A man who paid for the illegal felling of native trees so he could have an unobstructed harbour view from his spa pool has been fined $45,800.
Brian Kent pleaded guilty to breaching the Resource Management Act and the Reserves Act and was sentenced in Tauranga District Court after a disputed facts hearing.
The felled trees were in the Daisy Hardwick Reserve, which is designated as a special ecological area.
Kent is the owner and managing director of Tauranga Boat Sales Limited and his family trust owns a property at Stratford Place Otumoetai which borders the council reserve near the Waikareao Estuary.
Between May 1 and June 26 last year Kent hired self-employed home handyman Michael Cutfield to prune and thin out a stand of mature native trees at the rear of his property adjoining the reserve and his neighbour's address.
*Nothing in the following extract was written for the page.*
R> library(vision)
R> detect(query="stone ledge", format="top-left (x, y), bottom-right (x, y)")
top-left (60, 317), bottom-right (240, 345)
Seven pohutukawa about 15m, aged between 20-30 years old, and four 9m tarata aged 15 years old were felled. A branch was cut off an eighth pohutukawa and there was damage to the surrounding vegetation.
The value of the felled trees was almost $63,000.
During the disputed facts hearing, Environment Court Judge Jeff Smith heard evidence from Kent and Cutfield, the latter has also pleaded guilty to the same charges.
Kent claimed he never instructed Cutfield to fell the trees but acknowledged they had discussed pruning and thinning them, and also claimed not to know they had special ecological values despite receiving a letter about it from council in 2009.
Cutfield insisted he had acted under instructions from Kent to thin out and trim the trees so he could have a better visual view of the harbour while seated in his spa pool.
He said he did as instructed and got paid $900 for the job.
Kent's lawyer Michaela Milner unsuccessfully argued for a discharge without conviction, saying he was not the principal offender.
The council's lawyer Adam Hopkinson said the total cost of the prosecution was $50,000, which included investigation and legal costs.
The council had also allocated $9300 to try to preserve the felled tree stumps - but the chances of their survival was slim.
Mr Hopkinson said it would take 20-40 years for the canopy to recover to a similar state and asked for a sentence which sent a clear deterrent message to Kent and others.
Judge Jeff Smith told Kent he preferred the evidence of Cutfield, describing him as a "naive, truthful man" who had shown genuine remorse.
"I have absolutely no doubt that the work was carried out under your instigation Mr Kent, and in my view you were the principal actor in this matter," he said.
The judge said his offending was "very serious" and Kent's actions had been reckless as they resulted in significant loss not only in terms of the replacement cost of the trees but he had "imperilled" their chances of survival and damaged an outstanding ecological area.
Judge Smith fined Kent $45,800 plus $265.78 court costs and $226 solicitor's fees, and also ordered him to pay $5000 reparation. He fined Cutfield $1500 and sentenced him to 200 hours' community work after taking into account his lack of ability to pay a larger fine.